Bisnis.com, JAKARTA – Presiden Joko Widodo didorong untuk mendengarkan aspirasi publik dengan memilih calon menteri yang layak dalam proses penyusunan kabinet periode pemerintahan 2019 – 2024.
Menurut Syamsuddin Haris, partai politik yang mengusung pasangan calon tidak berhak menuntut jatah kursi menteri. Hal ini sebagai konsekuensi sistem demokrasi presidensiil yang dianut Indonesia.
“Parpol-parpol koalisi pendukung Jokowi tidak berhak menuntut jatah kursi dalam kabinet,” kata pengamat politik senior dari Pusat Penelitian Politik Lembaga Ilmu Pengetahuan Indonesia (LIPI) ini.
Hal itu dikatakan Syamsuddin dalam diskusi VISI bertajuk "Mencermati Kabinet Jokowi Jilid II" di Cikini, Jakarta Pusat, Selasa (22/10/2019).
Syamsuddin menyebutkan otoritas pemilihan menteri-menteri memang sepenuhnya dimiliki presiden. Akan tetapi, hak prerogatif tersebut dipagari oleh dua hal yakni moralitas publik dan rasionalitas demokrasi.
“Jadi hak prerogatif presiden itu pun tidak bebas lepas begitu saja. Moralitas publik ini yakni kepentingan publik untuk memperoleh menteri yang layak, bukan hanya secara profesionalitas, tapi juga kualitas dan integritas. Rasionalitas demokrasi artinya Presiden kan mendapat mandat dari publik lewat pemilu, artinya harus melaksanakan apa yang jadi aspirasi publik,” papar Syamsuddin.
Dari sisi etika, Syamsuddin juga mengkritisi langkah partai politik baik pendukung maupun oposisi yang menagih jatah kursi menteri.
Menurut Syamsuddin pada dasarnya koaliasi parpol bersifat sangat longgar. Partai mendukung pencalonan Jokowi dalam kontestasi pemilu tapi tidak ada kesepakatan terkait pemberian kursi dalam kabinet.
“Tidak ada MoU atau konsensus yang mendasari terbentuknya koalisi. Ini kan koalisi yang sangat longgar, sehingga tidak layak bagi parpol menggugat atau menagih jatah kursi. Bukan hanya tidak ada hak, tapi tidak etis.
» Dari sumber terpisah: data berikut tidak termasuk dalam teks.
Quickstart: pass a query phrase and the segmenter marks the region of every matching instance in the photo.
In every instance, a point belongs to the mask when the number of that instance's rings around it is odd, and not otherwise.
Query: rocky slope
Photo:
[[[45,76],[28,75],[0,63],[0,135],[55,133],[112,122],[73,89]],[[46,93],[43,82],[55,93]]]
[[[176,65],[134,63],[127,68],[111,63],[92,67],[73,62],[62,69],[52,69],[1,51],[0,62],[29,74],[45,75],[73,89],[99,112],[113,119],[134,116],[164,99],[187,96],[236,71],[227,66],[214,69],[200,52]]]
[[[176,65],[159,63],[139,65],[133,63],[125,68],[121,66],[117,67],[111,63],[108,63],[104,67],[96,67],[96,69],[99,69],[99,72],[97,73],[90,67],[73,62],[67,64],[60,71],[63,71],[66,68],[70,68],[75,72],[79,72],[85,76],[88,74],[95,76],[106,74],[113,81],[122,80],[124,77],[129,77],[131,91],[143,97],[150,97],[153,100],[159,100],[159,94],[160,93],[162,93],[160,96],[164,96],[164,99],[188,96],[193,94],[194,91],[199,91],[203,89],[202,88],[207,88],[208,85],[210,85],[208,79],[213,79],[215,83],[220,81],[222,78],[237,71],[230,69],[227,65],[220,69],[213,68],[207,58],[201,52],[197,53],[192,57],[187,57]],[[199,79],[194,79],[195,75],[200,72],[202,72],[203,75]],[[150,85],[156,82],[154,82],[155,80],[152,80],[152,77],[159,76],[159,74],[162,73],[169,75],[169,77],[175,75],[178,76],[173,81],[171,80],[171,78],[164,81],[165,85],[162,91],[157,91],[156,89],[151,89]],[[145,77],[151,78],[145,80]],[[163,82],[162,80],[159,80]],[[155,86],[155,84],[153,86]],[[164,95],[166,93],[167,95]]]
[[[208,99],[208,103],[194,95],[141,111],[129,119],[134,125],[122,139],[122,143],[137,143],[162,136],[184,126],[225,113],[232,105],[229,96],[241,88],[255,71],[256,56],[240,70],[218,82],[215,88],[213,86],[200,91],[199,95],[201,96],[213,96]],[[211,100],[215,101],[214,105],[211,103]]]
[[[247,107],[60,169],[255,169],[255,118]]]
Tapi tidak etis juga bagi Jokowi terkesan mendahulukan oposisinya yakni Prabowo dan Edhy Prabowo yang melawan Jokowi-Ma’ruf habis-habisan dalam Pilpres 2019,” papar Syamsuddin.
Seperti diketahui Jokowi tengah menyusun nama-nama calon menteri yang akan membantunya bekerja dalam kabinet selama 2019-2024.
Pada Senin (21/10), sehari setelah pelantikan Presiden, sejumlah tokoh mulai dipanggil ke Istana Negara. Prabowo Subianto juga hadir pada hari pertama tersebut. Prabowo menyatakan dirinya diminta membantu Jokowi di bidang pertahanan.
Masuknya Prabowo dalam daftar kabinet Jokowi dipandang sebagai sebuah kemunduran dan pendangkalan demokrasi politik RI yang idealnya menjunjung sportivitas dan posisi masing-masing pihak.
Menurut Syamsuddin, seharusnya Jokowi tidak perlu mengajak Gerindra dalam kabinet dan sebaliknya. Prabowo juga semestinya menolak ajakan tersebut dan tetap memimpin Gerindra sebagai partai oposisi. Hal ini, ujar Syamsuddin, perlu demi menciptakan sistem pemerintahan yang seimbang dan demokratis.
“Mestinya dalam demokrasi yang sehat itu, yang menang berkuasa dan yang kalah legowo jadi oposis. Kalau semua yang kalah diajak masuk, tidak ada oposisi, ini bisa membawa negara kita pada model negara integralistik atau kekeluargaan, ini sungguh-sungguh mengancam demokrasi kita,” katanya.